Java code snippets

This page contains Java code snippets for common patterns that will be used when writing a plugin.

RandomAccessData as InputStream

In Java, InputStream is a common type to pass data to another class or method. The SDK provides a simple utility to use a RandomAccessData as InputStream.

Add the following import to your code:

import org.hansken.plugin.extraction.core.data.RandomAccessDatas;

Next we can create an InputStream from the RandomAccessData as shown in the following snippet. Note that the InputStream is created using a try-with-resources-statement. This ensures that the InputStream is correctly closed when the InputStream is no longer required.

RandomAccessData traceData=...;
    try(InputStream asInputStream=RandomAccessDatas.asInputStream(traceData)){
    // use the InputStream here
    }

Notes:

  • the created InputStream is not thread-safe,

  • the created InputStream changes state in the provided RandomAccessData (e.g. when data is read, the position updated in both the InputStream and the RandomAccessData instances),

  • for more details on the implementation of the InputStream, refer to the RandomAccessDataInputStream JavaDoc.

Adding tracelets

In the following Java example, a “classification” tracelet is added to a trace. The tracelet consists of a list of four properties, namely “class”, “confidence”, “modelName” and “modelVersion”.

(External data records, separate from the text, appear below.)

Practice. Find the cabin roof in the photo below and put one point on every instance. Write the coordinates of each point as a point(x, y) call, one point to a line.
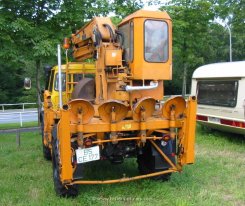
point(220, 70)
point(146, 14)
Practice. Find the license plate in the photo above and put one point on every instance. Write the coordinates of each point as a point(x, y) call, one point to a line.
point(88, 154)
point(214, 120)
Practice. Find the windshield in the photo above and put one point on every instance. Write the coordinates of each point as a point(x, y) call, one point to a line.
point(156, 41)
point(217, 93)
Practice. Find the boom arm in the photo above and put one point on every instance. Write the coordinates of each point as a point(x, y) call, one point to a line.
point(89, 38)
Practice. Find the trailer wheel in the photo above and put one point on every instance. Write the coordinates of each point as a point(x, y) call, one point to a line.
point(144, 169)
point(60, 189)
point(46, 150)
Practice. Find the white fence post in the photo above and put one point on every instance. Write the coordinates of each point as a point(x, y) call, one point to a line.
point(21, 123)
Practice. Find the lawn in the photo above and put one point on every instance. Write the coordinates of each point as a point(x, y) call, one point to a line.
point(217, 177)
point(17, 125)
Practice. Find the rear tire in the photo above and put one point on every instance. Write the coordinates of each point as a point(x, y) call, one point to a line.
point(60, 189)
point(144, 169)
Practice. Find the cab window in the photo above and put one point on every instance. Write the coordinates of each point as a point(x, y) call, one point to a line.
point(128, 35)
point(156, 41)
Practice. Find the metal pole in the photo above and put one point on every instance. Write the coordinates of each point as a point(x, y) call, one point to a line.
point(18, 137)
point(21, 122)
point(230, 41)
point(59, 74)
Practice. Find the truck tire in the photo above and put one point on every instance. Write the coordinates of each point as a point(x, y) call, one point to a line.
point(60, 189)
point(144, 169)
point(149, 161)
point(46, 150)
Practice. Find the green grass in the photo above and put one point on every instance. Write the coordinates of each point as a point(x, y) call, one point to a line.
point(217, 177)
point(17, 125)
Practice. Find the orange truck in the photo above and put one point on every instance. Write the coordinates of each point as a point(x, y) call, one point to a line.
point(112, 109)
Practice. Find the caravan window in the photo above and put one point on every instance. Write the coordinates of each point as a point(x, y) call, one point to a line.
point(217, 93)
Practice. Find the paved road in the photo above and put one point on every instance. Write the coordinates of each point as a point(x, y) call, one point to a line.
point(16, 115)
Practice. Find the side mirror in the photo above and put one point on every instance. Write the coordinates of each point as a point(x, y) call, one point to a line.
point(27, 83)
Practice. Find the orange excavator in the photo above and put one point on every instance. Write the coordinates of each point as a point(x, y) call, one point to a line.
point(113, 108)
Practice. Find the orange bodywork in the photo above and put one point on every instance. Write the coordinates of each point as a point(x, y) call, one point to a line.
point(129, 89)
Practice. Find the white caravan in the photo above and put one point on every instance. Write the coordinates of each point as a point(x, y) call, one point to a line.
point(220, 91)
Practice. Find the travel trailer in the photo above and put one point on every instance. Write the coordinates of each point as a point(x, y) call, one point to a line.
point(220, 91)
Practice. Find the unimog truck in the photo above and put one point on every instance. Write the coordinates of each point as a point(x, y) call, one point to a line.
point(113, 109)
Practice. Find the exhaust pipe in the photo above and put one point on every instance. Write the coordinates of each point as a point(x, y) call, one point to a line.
point(153, 85)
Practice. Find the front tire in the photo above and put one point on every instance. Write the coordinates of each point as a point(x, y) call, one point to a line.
point(60, 189)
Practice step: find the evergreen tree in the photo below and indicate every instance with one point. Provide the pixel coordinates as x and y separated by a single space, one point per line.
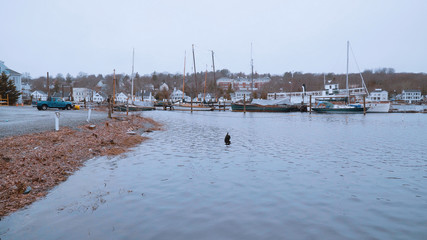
8 88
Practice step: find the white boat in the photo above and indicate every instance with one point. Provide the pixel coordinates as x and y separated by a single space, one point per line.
378 107
191 107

trace.addTracelet("prediction", tracelet -> tracelet
     .set("type", "classification")
     .set("class", "telephone")
     .set("label", "label")
     .set("confidence", 0.8f)
     .set("embedding", Vector.of(1,2,3))
     .set("modelName", "yolo")
     .set("modelVersion", "2.0"));

or

trace.addTracelet(new Tracelet("prediction", List.of(
    new TraceletProperty("prediction.type","classification"),
    new TraceletProperty("prediction.class","telephone"),
    new TraceletProperty("prediction.label","label"),
    new TraceletProperty("prediction.confidence",0.8f))),
    new TraceletProperty("prediction.embedding", Vector.of(1,2,3)),
    new TraceletProperty("prediction.modelName","yolo"),
    new TraceletProperty("prediction.modelVersion","2.0"));

Adding data to a trace

Traces can have data attached to them. See Data streams for more information. The following two snippets demonstrate how to add data to a trace.

It is currently not possible to verify that a specific data stream is already set or not.

Data Transformations

The most efficient way to add data to a trace is using data transformations. See Data Transformations for more details.

The following example sets a new data stream with dataType html on a trace, by setting a ranged data transformation:

trace.setData("html", RangedDataTransformation.builder().addRange(offset, length).build());

The following example creates a child trace and sets a new datastream with dataType raw on it, by setting a ranged data transformation with two ranges:

trace.newChild(format("lineNumber %d", lineNumber), child -> {
    child.setData("raw", RangedDataTransformation.builder()
                  .addRange(10, 20)
                  .addRange(50, 30)
                  .build());
});

Blobs

It is not always possible to create a transormation for the data that has to be added to a trace. For example the data is a result of a computation, and not a direct subset of another data stream..

The following examples show how to creates a new data stream of dataType raw on a trace.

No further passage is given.